Barely two years after settling in to her new life, the Declaration of Independence was signed and the United States of America was formed. As an officer in the British military, Allan MacDonald was on the wrong side of this battle. In the course of the war, Allan was captured and Flora went into hiding for her own safety. American freedom fighters, like the British military, sometimes took drastic measures for their cause. As British soldiers burned down American patriot homesteads, American soldiers destroyed the properties held by British loyalists. The MacDonalds’ plantation in North Carolina was ravaged.
In one respect, the MacDonald couple was very lucky. Allan was not killed and the pair were reunited after a prisoner exchange. They eventually returned home to Scotland, Allan having inheriting an ancestral estate. Sources say that Flora made the sea voyage back across the Atlantic on board a merchant ship in 1779 alone. We may deduce that Allan remained in America to continue fighting against the Revolution.
During the return voyage, the vessel carrying Flora was besieged by a privateer ship. This was an age of revolution, colonialism, and strong nations bent on expanding their empires and guarding their interests. Privateers were virtually pirates hired by governments to attack, harass, and plunder ships from rival nations. Reports of the event say that Flora refused to go below deck and lock herself away with the other ladies. She insisted on remaining on deck and facing these marauders head on. By this time Flora was fifty-nine years old, quite an age by the standards of the day. Despite her age, this woman stood firm and braced the attack. It is noted that Flora suffered a flesh wound in her arm during the ordeal.
Depiction of a Privateer Attack
Flora MacDonald is Honored by Highland Dancers
Although Flora MacDonald's time in North Carolina was brief, she is remembered fondly there to this day. 'Flora MacDonald's Fancy' is a Highland Dance performed in her honor by dancers on both sides of the Atlantic.
Some say that Flora herself performed this dance to distract British soldiers during Prince Charlie's elaborate escape. Others say that it was choreographed in memory of her.
Whatever the origins, new generations learn Flora's story whenever this dance is taught to young students of Highland Dance.

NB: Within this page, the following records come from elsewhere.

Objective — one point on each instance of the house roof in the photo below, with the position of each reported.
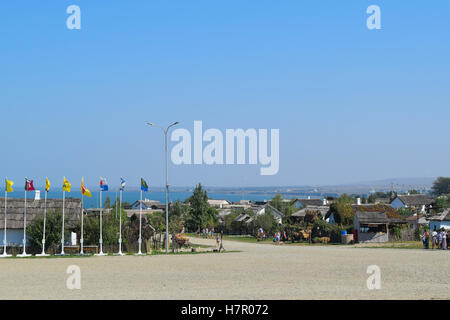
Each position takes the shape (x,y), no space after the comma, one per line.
(310,202)
(371,217)
(302,212)
(15,211)
(415,199)
(443,216)
(241,217)
(217,202)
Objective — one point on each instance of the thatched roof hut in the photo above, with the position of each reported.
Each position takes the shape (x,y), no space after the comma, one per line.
(15,211)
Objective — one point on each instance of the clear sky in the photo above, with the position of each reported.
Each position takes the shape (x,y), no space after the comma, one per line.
(352,104)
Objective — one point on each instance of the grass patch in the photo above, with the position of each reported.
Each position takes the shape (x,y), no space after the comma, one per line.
(394,245)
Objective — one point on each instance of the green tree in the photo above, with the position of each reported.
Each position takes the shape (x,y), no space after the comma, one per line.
(343,213)
(200,213)
(441,186)
(266,221)
(277,202)
(53,226)
(441,203)
(177,210)
(107,203)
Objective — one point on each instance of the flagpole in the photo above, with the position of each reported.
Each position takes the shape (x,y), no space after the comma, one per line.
(120,225)
(140,226)
(101,229)
(43,254)
(24,253)
(81,236)
(62,234)
(4,255)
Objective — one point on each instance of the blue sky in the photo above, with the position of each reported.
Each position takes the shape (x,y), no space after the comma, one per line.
(351,104)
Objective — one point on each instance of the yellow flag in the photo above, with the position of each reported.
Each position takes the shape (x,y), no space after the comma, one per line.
(47,185)
(9,185)
(84,190)
(66,185)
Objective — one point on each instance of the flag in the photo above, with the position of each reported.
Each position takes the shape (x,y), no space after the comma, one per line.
(66,185)
(47,185)
(144,185)
(9,185)
(29,185)
(84,190)
(103,184)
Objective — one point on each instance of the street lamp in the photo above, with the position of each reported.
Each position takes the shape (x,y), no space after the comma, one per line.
(167,178)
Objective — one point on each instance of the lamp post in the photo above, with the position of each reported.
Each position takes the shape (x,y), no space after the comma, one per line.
(167,178)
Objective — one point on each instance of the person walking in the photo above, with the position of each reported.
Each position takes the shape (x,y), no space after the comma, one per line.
(425,239)
(440,239)
(444,240)
(434,239)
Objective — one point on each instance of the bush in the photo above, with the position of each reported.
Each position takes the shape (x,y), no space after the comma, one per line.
(322,228)
(53,226)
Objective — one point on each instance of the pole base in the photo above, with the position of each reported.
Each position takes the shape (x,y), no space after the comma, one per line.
(42,255)
(23,255)
(101,254)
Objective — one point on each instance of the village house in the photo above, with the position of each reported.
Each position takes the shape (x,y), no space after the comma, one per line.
(303,203)
(35,208)
(259,210)
(371,226)
(148,204)
(220,204)
(300,214)
(415,221)
(416,202)
(440,221)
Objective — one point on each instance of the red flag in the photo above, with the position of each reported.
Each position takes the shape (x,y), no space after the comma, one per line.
(29,185)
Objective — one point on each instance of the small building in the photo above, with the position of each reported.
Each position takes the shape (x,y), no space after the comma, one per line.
(440,221)
(303,203)
(220,204)
(415,221)
(418,202)
(148,205)
(35,208)
(300,214)
(371,226)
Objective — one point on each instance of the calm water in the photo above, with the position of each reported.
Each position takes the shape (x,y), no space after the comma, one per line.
(132,196)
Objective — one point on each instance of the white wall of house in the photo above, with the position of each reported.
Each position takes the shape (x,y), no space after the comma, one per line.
(439,224)
(397,203)
(14,237)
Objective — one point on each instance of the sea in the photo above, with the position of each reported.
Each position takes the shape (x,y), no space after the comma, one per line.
(132,196)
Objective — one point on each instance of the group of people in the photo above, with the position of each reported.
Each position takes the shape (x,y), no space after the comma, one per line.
(279,237)
(438,239)
(207,233)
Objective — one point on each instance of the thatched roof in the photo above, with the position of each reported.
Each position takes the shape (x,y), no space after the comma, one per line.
(15,211)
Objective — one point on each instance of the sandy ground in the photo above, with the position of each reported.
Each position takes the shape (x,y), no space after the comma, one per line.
(260,271)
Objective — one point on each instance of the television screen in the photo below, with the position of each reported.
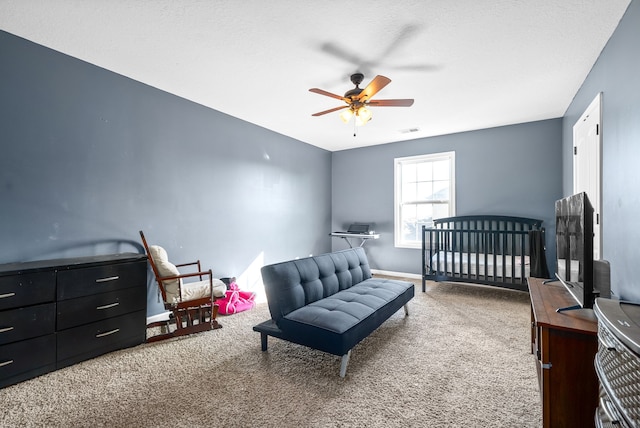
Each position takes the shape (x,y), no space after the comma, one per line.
(574,247)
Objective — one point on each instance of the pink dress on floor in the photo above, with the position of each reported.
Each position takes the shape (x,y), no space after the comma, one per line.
(235,300)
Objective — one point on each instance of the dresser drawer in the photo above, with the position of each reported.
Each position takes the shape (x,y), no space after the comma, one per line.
(27,289)
(25,323)
(90,340)
(28,358)
(88,309)
(80,282)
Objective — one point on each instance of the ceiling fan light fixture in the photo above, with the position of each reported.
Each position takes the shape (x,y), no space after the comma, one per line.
(363,115)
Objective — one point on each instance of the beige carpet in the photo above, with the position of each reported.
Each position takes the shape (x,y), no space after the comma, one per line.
(461,359)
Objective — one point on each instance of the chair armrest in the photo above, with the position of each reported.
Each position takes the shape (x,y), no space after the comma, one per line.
(197,262)
(188,275)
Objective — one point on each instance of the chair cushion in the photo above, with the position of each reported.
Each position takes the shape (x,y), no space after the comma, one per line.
(166,268)
(200,289)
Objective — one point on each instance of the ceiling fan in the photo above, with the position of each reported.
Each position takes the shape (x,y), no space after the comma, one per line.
(358,99)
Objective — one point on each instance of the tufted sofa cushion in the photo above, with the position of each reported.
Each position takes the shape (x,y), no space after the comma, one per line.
(294,284)
(329,302)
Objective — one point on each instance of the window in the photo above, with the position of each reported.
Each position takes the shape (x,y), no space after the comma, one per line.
(424,191)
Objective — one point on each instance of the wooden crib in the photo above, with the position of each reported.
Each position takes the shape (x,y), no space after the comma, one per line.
(484,249)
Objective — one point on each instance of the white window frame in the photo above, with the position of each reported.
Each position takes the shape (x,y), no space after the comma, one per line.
(398,163)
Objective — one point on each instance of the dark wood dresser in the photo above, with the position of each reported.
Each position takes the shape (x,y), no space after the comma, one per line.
(54,313)
(565,345)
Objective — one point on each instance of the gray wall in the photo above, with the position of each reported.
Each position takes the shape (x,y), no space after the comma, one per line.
(511,170)
(617,75)
(89,158)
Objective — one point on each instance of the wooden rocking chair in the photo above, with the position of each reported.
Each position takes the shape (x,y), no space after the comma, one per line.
(192,304)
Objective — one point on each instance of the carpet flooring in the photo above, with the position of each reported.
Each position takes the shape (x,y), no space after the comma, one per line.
(460,359)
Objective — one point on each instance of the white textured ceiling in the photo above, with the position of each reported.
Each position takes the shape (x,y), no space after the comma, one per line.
(469,64)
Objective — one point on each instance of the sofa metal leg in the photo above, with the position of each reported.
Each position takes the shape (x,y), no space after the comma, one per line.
(344,363)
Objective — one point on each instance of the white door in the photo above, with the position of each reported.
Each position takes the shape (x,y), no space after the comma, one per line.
(587,165)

After returning to her homeland in the Hebrides, it appears that Flora was able to settle down and enjoy the last decade of her life in peace. Unlike Joan of Arc or other heroines in history, Flora never went out looking for adventure, somehow it just seemed to come looking for her. Reports from the period describe Flora MacDonald as a soft, pleasant woman with a likeable demeanor. By all accounts she seems like an unassuming woman from whom we might never expect greatness. She was a mother and a wife, and is described as gentle and soft spoken. The truth is that we don’t know what courage looks like until the moment when we are faced with danger and have but a moment to react. In these situations Flora acted with instinct. And, like Highlanders before and after her, instinct told her to stand strong and protect her own.